Ce 16 février, la brique de Stephen Jay Gould, c’était le millième livre.
Et malgré cela, il en reste. je n’en vois pas le bout.
Ce moment de la fin d’après-midi où il me faut monter, ou descendre, tourner une fois ou deux sur moi-même, fondre sur un rayon, saisir un livre – puis vérifier s’il n’a pas déjà eu son quart d’heure de célébrité … prendre la photo, la recadrer, lui donner un peu de peps …
(je peux décrire tout le processus ? non ? bien, je passe.)
… ouvrir, au hasard, page tant, poser les yeux sur un début de phrase, copier.

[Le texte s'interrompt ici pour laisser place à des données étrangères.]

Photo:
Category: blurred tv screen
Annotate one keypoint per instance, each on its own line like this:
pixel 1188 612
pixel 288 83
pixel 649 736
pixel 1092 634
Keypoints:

mille fois. le fragment magnifique. le dialogue insipide. la coïncidence magique. la phrase odieuse. n’importe. je n’ai pas le choix. quand on se promène, on ne choisit pas ce que voient nos yeux. ça tombe du ciel. le miel ou l’excrément. qui suis-je, d’ailleurs, pour juger ?
Chaque ligne est un événement minuscule, qui résonne et réseaute, aussi volatile qu’un regard croisé dans la rue. une chose ajoutée à la multitude indénombrable des choses. (j’ai parlé des hasards et des coïncidences dans un des articles non classés — ceux qui ne comptent pas dans le compte). conversations entre les livres, clin d’œil aux avatars du monde, collision avec une conversation en cours, croisement avec les choses de ma vie.
Rien n’est mode d’emploi, mais ça circule dans l’échange universel, dans le trafic sans répit des savoirs et des querelles qui accompagne, qui est, l’humanité. chacun ses livres. la toute petite étagère avec trois ou quatre livres, aimés, choisis, transmis – vaut autant que le tout des bibliothèques. autrefois, la parole et les techniques de la mémoire, naguère le livre et ses matières, aujourd’hui l’électron et les cristaux liquides — et nous ne perdons jamais au change, puisque tout se conserve.
Je continue. ça compte les jours comme une horloge.